Rosalind-Franklin n'a donc pas de rapport avec l'astronomie. Son nom a été proposé parmi 36 000 dans le concours organisé l'été dernier par l'agence spatiale britannique. «C'est une tradition pour l'ESA de nommer ses missions d'après des grands scientifiques, dont Newton, Planck et Euclide», se vante l'agence européenne. Et cette Franklin sur roulettes est une première : jamais un engin d'exploration spatiale n'avait porté le nom d'une femme scientifique. L'ESA n'insiste pas sur son effort féministe, préférant jouer la métaphore. «Ce nom nous rappelle que l'exploration est dans les gènes humains, commente son patron, Jan Woerner. La science est dans notre ADN. Rosalind le rover saisit cet état d'esprit et nous emmène tous à l'avant-garde de l'exploration spatiale.»

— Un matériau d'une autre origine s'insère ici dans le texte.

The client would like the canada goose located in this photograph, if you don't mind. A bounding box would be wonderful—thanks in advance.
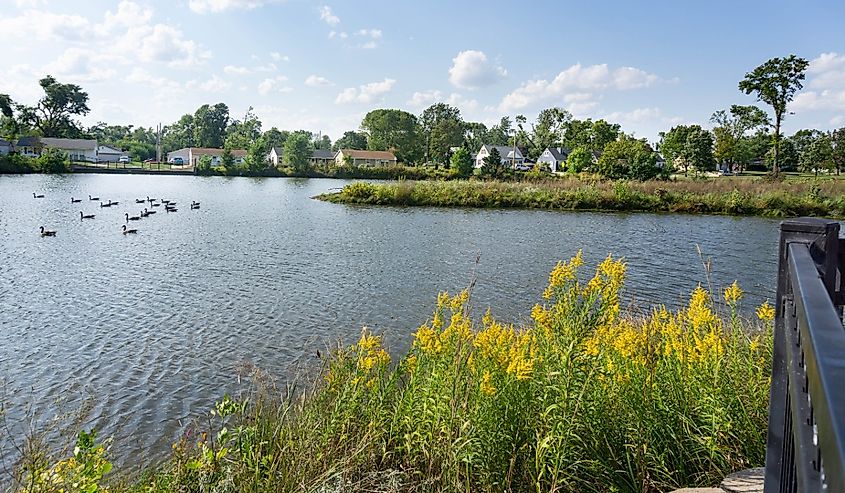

De belles paroles, mais gare à la tentation paternaliste d'appeler l'astromobile par son prénom uniquement… «On peut tous se mettre d'accord pour surnommer le rover Franklin et pas Rosalind ?» a immédiatement réagi l'astrophysicien Jonathan Pritchard. La question du surnom, plus délicate encore, ne manquera pas de se poser quand on recevra de Mars des selfies du rover à la jolie bouille de Wall-E. «A tous ceux qui s'enthousiasment de l'hommage, avertit la planétologue Emily Lakdawalla, souvenez-vous que "Rosy" était le surnom méprisant que lui donnait James Watson.» Le même qui reprochait à Franklin, au labo, «de ne pas porter de rouge à lèvres et de ne pas se pomponner comme les autres femmes».
Quant à Franklin le rover, il est en construction dans l’usine d’Airbus à Stevenage, au Royaume-Uni. Son but, pour la mission Exomars, sera de chercher un environnement ayant pu accueillir une forme de vie sur la planète rouge. Il carottera le sol jusqu’à 2 mètres de profondeur.